Landlines get pricier, as callers hang up on old technology

old telephone Image copyright Thinkstock

The cost of having a fixed-line telephone is going up significantly, as people spend less time using them.

Three of the biggest operators are raising their line rental charges on Monday by up to five times the rate of inflation.

Experts say consumers are switching to free technology instead, and operators are raising prices to compensate.

But BT, the largest UK operator, said the rise was simply a result of their regular annual price review.

Latest figures from the regulator, Ofcom, show that consumers spent three billion minutes fewer on their landlines in the year to June 2014, a reduction of 12.7% in one year alone.

As a result, operators lost out on £85m of revenue compared with the previous year.

"Call volumes are declining," said James Barford of Enders Analysis.

"People are using Facebook or WhatsApp, or even email if they're a little old-fashioned, so operators are having to recover their costs from increased line rental," he added.

Line rental charges

Image copyright Thinkstock

Sky: up by 6.49% to £16.40 a month

BT: up 6.25% to £16.99

Virgin Media: up 6.25% to £16.99

Talk Talk: up 4.7% to £16.70

Sky, BT and Talk Talk are all introducing their price increases from Monday.

Virgin Media introduced its increase on 24 November for new customers.

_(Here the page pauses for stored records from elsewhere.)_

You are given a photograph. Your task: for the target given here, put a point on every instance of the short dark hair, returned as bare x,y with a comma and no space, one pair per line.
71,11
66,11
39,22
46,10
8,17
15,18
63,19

Existing customers will be charged more from 1 February next year.

But BT disputed the idea that prices were going up because of falling usage.

"Whilst call volumes are going down, the number of landlines is going up," a BT spokesman told the BBC.

Ofcom figures show that the number of residential lines has risen, but has been more than offset by a fall in the number of business lines.

However, people are still spending longer on their mobiles, according to Ofcom, with the total number of minutes increasing by 2.3% in the past year.